Kazem Rajabi Seddiqi (کاظم رجبی صدیقی, born 4 March 1951) is an Iranian Shia scholar and Mujtahid who previously served as one of Tehran's Friday Prayer Temporary Imam's. He also served as head of Headquarters for Enjoining the Good and Forbidding the Evil and at numerous positions in Iran's judicary.

After the revolution, Seddighi went on to serve in Iran's judiciary at the insistence of Ali Qoddusi. In 2004 he went on to found the Imam Khomeini seminary in northern Tehran. He was appointed as one of Tehran's Friday Prayer Imam's in 2009.

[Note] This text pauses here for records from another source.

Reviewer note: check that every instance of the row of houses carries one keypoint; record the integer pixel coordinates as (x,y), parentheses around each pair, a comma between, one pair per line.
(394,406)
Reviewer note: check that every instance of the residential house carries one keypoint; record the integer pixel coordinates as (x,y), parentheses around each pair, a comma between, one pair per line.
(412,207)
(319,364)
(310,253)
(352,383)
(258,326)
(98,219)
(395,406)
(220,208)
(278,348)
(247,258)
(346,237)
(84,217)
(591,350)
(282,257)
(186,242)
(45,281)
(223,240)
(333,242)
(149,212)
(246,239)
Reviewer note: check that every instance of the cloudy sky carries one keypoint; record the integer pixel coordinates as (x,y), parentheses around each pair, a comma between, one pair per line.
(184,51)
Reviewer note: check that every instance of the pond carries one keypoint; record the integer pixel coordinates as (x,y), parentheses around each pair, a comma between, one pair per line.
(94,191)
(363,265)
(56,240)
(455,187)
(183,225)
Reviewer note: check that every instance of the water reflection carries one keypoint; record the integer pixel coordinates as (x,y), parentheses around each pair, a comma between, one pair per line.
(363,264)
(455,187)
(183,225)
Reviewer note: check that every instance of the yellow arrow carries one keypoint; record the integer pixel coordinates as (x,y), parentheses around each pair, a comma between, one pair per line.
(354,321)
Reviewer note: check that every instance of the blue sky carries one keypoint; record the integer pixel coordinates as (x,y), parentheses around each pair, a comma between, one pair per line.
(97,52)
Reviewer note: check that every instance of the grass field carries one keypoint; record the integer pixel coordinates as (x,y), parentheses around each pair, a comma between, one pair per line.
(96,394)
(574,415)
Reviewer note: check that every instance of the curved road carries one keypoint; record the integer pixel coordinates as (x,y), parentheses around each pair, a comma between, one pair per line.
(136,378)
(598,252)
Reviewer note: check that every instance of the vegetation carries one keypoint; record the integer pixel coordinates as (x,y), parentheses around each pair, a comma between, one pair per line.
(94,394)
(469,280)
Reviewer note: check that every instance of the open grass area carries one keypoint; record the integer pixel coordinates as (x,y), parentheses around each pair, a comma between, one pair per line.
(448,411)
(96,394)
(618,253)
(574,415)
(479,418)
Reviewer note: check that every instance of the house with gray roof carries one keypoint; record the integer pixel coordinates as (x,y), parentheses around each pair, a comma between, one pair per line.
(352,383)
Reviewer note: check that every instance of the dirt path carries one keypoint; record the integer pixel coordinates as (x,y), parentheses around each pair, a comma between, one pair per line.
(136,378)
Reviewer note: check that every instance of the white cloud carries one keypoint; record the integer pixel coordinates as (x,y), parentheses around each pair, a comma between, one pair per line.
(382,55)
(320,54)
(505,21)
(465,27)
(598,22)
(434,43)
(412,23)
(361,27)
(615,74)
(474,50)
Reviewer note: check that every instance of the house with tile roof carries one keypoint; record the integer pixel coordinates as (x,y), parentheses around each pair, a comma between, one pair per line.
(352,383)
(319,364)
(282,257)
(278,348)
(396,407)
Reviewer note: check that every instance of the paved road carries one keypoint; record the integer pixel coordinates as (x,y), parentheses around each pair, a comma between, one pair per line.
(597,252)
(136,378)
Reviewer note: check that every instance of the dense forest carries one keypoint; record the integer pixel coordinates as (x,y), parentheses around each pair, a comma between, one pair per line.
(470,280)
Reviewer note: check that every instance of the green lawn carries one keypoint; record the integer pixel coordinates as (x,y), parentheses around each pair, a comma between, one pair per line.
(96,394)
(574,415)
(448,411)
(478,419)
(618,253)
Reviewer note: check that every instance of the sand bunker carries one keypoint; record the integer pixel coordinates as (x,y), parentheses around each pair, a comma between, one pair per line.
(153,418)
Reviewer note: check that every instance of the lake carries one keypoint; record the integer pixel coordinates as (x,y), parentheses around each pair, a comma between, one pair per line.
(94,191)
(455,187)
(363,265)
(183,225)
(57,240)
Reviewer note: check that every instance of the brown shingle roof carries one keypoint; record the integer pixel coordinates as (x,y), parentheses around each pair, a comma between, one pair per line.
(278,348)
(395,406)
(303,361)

Seddighi, his sons and daughter-in-law were accused of embezzling a garden in northern Tehran from the seminary under Seddighi's custodianship through a family company in February 2024. His sons and daughter-in-law were arrested by order of Iran's judiciary in May 2025, which caused Seddighi to resign from his post as Friday Prayer Imam.

==Education==
Kazem Seddiqi went to Qom in 1963, at the same time as Seyyed Ruhollah Khomeini's movement, and began his religious education at the Haqqani Seminary. He completed his introductory courses with professors such as Khazali, Jannati, Hassanzadeh Amoli, Haeri Tehrani, Shahid Mofateh, Mohammadi Gilani, and Haram Panahi, and completed his advanced courses with Ahmadi Miyanji, Meshkini, and Mohammadi Gilani. This Shiite cleric took courses related to "outside jurisprudence" and principles from professors such as Morteza Haeri Yazdi, Shabbiri Zanjani, and Vahid Khorasani, and studied Islamic philosophy with Javadi Amoli, Misbah Yazdi, and Ansari Shirazi, and learned Western philosophy from Beheshti and Ahmadi.